Zürich – Die Zahl der Genossenschaften in der Schweiz ist in den letzten Jahren leicht gesunken. Ein Teilsektor erlebt aber besonderen Zuwachs – der Wohnungsbau. Zu diesem Schluss kommt eine am Mittwoch veröffentlichte Studie des Genossenschaftsverbands Idée Coopérative.
Die Rechtsform, in der Mitglieder gemeinsame wirtschaftliche Interessen verfolgen und Personen vor Gewinn stellen, macht hierzulande zwar nur ein Bruchteil aller Unternehmen aus. Und die Zahl ist auch rückläufig, ging sie doch in den letzten vier Jahren um 3,6 Prozent zurück.
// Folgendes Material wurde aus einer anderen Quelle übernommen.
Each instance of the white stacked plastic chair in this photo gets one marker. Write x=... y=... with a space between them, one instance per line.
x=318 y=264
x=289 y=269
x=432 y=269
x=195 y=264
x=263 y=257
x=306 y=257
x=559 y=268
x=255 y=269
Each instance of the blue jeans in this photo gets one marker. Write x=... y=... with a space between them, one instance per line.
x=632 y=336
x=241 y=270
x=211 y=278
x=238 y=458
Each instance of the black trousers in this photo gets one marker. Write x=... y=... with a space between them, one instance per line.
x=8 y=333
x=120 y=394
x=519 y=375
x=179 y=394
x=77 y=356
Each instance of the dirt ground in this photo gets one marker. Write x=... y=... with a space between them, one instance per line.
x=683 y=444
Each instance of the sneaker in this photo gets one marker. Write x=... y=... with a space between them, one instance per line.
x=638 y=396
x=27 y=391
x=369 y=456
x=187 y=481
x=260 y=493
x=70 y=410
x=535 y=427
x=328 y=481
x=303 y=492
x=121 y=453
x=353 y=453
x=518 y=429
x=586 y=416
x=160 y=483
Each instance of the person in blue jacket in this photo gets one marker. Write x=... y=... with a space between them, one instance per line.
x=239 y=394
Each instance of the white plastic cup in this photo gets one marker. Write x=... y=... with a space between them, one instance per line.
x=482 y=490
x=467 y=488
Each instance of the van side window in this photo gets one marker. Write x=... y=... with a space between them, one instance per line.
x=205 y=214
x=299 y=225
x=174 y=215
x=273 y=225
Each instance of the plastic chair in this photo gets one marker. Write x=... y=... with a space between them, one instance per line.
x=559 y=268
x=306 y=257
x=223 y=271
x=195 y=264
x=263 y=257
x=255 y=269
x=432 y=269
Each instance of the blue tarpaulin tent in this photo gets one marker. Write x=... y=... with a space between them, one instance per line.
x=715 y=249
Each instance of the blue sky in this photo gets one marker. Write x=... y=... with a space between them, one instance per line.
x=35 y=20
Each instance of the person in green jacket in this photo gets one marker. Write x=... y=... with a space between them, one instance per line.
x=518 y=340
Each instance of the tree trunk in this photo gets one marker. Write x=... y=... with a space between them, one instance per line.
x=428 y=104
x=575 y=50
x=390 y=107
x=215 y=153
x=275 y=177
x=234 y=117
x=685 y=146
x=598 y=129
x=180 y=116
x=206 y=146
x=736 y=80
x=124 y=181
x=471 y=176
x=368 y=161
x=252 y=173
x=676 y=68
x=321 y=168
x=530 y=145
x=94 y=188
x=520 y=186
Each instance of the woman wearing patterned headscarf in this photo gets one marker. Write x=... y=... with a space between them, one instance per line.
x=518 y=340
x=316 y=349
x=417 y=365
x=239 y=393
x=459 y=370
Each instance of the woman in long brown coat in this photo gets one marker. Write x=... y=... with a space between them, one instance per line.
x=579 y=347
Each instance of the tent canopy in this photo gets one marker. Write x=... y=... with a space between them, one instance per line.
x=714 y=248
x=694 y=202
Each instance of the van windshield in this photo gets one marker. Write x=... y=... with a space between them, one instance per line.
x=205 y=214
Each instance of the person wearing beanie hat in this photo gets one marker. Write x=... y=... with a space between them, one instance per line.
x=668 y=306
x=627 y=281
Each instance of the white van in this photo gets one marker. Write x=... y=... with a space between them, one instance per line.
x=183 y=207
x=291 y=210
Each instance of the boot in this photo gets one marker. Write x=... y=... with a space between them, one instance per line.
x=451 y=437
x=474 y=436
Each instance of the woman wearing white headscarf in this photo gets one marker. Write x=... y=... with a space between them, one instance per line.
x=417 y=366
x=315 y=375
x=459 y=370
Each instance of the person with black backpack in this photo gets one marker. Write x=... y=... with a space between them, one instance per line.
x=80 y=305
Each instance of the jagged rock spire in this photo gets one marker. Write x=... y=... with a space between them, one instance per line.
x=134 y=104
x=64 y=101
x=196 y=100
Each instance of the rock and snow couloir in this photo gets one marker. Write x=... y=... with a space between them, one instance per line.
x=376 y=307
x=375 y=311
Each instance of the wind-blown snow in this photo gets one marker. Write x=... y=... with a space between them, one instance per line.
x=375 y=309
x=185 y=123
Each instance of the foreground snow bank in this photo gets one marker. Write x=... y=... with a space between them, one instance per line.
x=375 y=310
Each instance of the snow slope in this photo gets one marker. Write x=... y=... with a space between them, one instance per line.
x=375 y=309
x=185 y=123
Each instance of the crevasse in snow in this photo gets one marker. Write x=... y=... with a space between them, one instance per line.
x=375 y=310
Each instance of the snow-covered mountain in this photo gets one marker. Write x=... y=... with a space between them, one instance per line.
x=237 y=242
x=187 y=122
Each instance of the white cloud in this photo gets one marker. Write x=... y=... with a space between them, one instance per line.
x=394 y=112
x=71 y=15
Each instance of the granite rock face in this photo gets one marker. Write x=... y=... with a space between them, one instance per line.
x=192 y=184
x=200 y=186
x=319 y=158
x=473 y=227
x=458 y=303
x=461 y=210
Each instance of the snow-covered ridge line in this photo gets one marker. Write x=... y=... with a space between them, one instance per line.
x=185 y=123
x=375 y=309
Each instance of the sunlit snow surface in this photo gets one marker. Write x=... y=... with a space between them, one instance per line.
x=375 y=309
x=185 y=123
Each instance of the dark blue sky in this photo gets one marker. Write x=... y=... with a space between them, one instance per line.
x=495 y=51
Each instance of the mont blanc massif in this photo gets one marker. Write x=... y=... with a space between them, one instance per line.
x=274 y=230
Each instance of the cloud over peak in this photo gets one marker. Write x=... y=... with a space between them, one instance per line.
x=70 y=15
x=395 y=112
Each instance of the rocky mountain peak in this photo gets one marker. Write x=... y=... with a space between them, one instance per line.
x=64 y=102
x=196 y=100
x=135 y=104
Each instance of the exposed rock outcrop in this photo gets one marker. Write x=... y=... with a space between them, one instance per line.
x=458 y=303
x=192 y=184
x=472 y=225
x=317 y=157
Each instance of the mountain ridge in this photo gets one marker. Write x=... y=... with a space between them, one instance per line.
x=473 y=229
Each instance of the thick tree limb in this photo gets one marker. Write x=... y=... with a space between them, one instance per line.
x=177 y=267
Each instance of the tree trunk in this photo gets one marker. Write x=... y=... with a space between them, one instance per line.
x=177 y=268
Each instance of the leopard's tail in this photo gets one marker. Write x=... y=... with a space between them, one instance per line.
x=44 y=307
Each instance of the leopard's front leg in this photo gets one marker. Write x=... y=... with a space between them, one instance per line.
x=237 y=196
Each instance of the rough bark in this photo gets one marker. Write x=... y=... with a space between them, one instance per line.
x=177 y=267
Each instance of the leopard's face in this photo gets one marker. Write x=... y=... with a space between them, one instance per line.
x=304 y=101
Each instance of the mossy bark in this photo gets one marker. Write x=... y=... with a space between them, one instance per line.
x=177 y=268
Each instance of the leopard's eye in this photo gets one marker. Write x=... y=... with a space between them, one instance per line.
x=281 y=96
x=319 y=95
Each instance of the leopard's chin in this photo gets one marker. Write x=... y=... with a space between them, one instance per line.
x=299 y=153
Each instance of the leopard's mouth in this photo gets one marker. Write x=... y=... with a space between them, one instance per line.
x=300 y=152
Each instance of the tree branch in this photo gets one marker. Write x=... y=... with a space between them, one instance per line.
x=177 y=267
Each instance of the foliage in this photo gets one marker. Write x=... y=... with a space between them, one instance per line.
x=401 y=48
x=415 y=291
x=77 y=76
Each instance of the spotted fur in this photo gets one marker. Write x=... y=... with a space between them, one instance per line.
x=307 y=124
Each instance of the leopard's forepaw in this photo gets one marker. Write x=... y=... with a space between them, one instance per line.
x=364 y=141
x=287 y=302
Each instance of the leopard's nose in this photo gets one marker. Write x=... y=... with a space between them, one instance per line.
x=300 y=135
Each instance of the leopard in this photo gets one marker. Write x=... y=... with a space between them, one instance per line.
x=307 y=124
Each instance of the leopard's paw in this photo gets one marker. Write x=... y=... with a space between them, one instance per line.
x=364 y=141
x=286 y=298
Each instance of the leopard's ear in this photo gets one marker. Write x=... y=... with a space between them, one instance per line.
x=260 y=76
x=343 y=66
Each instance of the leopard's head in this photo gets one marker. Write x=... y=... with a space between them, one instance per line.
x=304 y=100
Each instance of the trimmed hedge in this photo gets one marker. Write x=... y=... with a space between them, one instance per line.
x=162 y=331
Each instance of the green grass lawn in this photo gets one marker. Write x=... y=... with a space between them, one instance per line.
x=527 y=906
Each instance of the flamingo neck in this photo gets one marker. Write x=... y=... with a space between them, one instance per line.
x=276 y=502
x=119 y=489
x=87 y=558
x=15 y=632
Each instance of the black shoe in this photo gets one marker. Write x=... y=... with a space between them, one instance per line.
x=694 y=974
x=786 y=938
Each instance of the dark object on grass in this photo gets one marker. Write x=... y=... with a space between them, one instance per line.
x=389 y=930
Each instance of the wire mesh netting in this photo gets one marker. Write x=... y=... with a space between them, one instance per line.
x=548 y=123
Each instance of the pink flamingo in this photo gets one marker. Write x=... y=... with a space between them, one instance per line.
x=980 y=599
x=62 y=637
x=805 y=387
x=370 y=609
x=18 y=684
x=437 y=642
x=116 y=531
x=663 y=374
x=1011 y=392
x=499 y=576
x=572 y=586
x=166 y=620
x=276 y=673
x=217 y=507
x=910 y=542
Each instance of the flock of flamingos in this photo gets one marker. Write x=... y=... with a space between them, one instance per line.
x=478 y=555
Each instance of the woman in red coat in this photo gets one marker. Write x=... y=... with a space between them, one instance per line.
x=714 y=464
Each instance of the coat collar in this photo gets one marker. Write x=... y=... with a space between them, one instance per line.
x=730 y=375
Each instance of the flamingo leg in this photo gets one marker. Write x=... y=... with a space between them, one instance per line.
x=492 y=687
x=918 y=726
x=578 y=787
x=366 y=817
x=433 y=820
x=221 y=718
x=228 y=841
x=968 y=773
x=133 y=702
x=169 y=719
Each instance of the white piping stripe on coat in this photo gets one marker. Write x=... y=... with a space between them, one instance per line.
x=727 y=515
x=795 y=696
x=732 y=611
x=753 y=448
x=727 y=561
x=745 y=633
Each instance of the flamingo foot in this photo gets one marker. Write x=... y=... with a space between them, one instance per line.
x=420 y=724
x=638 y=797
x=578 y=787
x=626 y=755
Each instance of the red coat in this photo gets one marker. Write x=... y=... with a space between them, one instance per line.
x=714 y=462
Damit machten die rund 8200 im Handelsregister eingetragenen Genossenschaften zuletzt etwa 1 Prozent aller Unternehmen in der Schweiz aus.
Allerdings beschäftigten die zehn grössten Genossenschaften, darunter Coop, Migros, Raiffeisen, Reka und die Mobiliar, im Jahr 2022 4 Prozent aller Erwerbstätigen in der Schweiz und trugen laut der Studie 11 Prozent zur Wirtschaftsleistung, dem Bruttoinlandprodukt (BIP), bei.
Besonders in den historisch gewachsenen genossenschaftlich organisierten Sektoren wie dem Detailhandel, dem Finanzwesen, der Energie- und der Landwirtschaft ist die Form laut der Studie weiterhin anzutreffen.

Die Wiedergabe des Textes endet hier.